Bankers are refinancing $100 billion-plus of commercial paper debt maturing into next week without major troubles so far, but borrowers are facing shorter maturities and higher costs as liquidity and confidence remain in short supply.
Problems in the commercial paper market, which typically provides 3- to 6- month rolling finance to highly-rated companies and investment funds, stem from investor concerns about ABCP (asset backed commercial paper) -- where fears of losses linked to battered U.S. subprime mortgages have seen many lenders boycott the market.
An estimated $113 billion of euro commercial paper (ECP) falls due by next Tuesday. The heaviest day for maturities is Monday and funding for this will need to be arranged this week due to settlement horizons.
Bankers and traders say the crisis scenario feared last week was not playing out -- partly thanks to expectations for a Federal Reserve interest rate cut -- and financial institutions are not hoarding liquidity as much.
Quality commercial paper, such as that issued by governments, has rolled over relatively smoothly but ABCPs are still having difficulties and borrowers are being forced to take shorter maturities, for example around a day to a week, compared with the average 30 days for ECPs.
"The market is rolling over, but it's a very short term roll. It's very difficult to do long-term. There's bottom-line cash there but it depends on what type of CP we are talking about. Some names get through the market easier than others," said Padhraic Garvey, fixed income strategist at ING.
"Things haven't got better but things haven't got worse. But it's not that if we get through this week it's going to be fine. It is true the third of week of the month is typically a busy week. In four weeks time we will have the same third week of the month issue to get through."
A Little Better
In the CP market, banks and companies regularly raise cash for operations by issuing paper that often matures in six months or less. When commercial paper comes due, the corporate borrower repays investors by "rolling over," or issuing more paper, effectively paying back investors with more borrowed cash.
"The last couple of days have been considerably better than they were last week. The 3-month tender by the ECB yesterday definitely did help the situation considerably short term," said a London-based credit strategist. "It's clear that the market is far from normal but it's looking a little bit better than it was last week."
Garvey said CP issued by governments -- the safest commercial paper -- makes up of around 5-10% of the total CP market.
Troubles in the CP market have pushed up interbank lending rates sharply.

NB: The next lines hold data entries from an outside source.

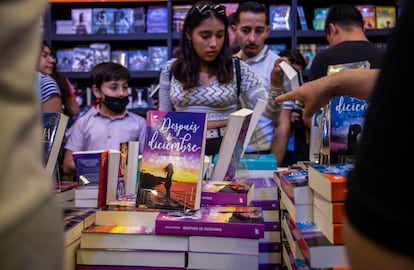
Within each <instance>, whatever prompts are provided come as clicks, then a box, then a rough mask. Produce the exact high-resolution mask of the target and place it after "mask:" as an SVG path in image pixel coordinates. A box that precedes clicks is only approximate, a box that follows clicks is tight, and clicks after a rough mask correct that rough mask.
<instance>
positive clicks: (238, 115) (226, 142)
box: [210, 108, 253, 181]
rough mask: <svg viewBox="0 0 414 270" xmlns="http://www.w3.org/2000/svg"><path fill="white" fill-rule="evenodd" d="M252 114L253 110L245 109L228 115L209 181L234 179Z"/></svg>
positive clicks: (236, 111)
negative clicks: (217, 156) (214, 163)
mask: <svg viewBox="0 0 414 270" xmlns="http://www.w3.org/2000/svg"><path fill="white" fill-rule="evenodd" d="M252 114H253V110H251V109H246V108H243V109H239V110H237V111H235V112H233V113H231V114H230V117H229V120H228V121H227V127H226V132H225V133H224V136H223V140H222V142H221V144H220V149H219V153H218V158H217V162H216V163H215V165H214V169H213V174H212V176H211V179H210V180H212V181H223V180H233V179H235V178H236V176H237V170H238V169H239V162H240V158H241V156H242V153H243V144H244V141H245V138H246V134H247V130H248V128H249V125H250V120H251V118H252Z"/></svg>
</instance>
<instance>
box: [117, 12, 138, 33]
mask: <svg viewBox="0 0 414 270" xmlns="http://www.w3.org/2000/svg"><path fill="white" fill-rule="evenodd" d="M133 32H134V9H133V8H119V9H117V10H116V11H115V33H116V34H130V33H133Z"/></svg>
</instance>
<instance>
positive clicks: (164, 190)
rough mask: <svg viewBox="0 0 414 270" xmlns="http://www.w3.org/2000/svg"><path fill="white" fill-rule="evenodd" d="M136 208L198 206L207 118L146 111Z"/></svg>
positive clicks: (154, 111) (199, 114) (186, 115)
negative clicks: (146, 133) (144, 135)
mask: <svg viewBox="0 0 414 270" xmlns="http://www.w3.org/2000/svg"><path fill="white" fill-rule="evenodd" d="M147 127H148V129H147V137H146V140H145V144H144V149H143V153H142V162H141V167H140V180H139V182H138V194H137V205H138V206H140V207H143V206H144V207H148V208H160V209H172V210H194V209H198V208H199V207H200V202H201V188H202V187H201V183H202V173H203V164H204V149H205V137H206V130H207V115H206V114H205V113H192V112H163V111H156V110H151V111H148V112H147Z"/></svg>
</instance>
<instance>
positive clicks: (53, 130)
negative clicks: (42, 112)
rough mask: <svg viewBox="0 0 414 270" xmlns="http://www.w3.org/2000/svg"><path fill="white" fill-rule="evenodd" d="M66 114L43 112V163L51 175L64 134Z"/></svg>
mask: <svg viewBox="0 0 414 270" xmlns="http://www.w3.org/2000/svg"><path fill="white" fill-rule="evenodd" d="M68 119H69V118H68V116H66V115H64V114H62V113H57V112H55V113H54V112H43V113H42V120H43V129H42V140H43V145H44V157H43V163H44V166H45V168H46V171H47V172H48V173H49V174H50V175H52V174H53V171H54V169H55V165H56V162H57V159H58V156H59V152H60V149H61V146H62V141H63V138H64V136H65V131H66V125H67V123H68Z"/></svg>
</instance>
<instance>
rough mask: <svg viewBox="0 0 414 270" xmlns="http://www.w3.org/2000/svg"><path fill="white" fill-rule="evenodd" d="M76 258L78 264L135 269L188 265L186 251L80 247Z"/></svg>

Interbank lending rates can have ramifications beyond the banking sector -- some UK mortgage lenders including the country's largest, Halifax, raised rates as a result of high market rates.
Royal Bank of Scotland estimates around 44 billion pounds ($88 billion) of commercial paper mature on Thursday, about half of which is ABCP. The bank said around this time last month only about half the total CP market was rolling.
Earlier, Rick Watson, head of the European Securities Forum, told Reuters that investors are showing signs of returning to the ABCP market. The forum arranged a call on Wednesday to set out steps that the industry could take to boost transparency and help restore market confidence.
Ratings agency Moody's also said on Wednesday its analysts expected the market for bank-sponsored ABCP to ride out the current market turmoil.
Federal Reserve data showed a rapid shrinkage in U.S. commercial paper slowed in the latest week in a possible sign that troubles in this part of the credit market might be abating.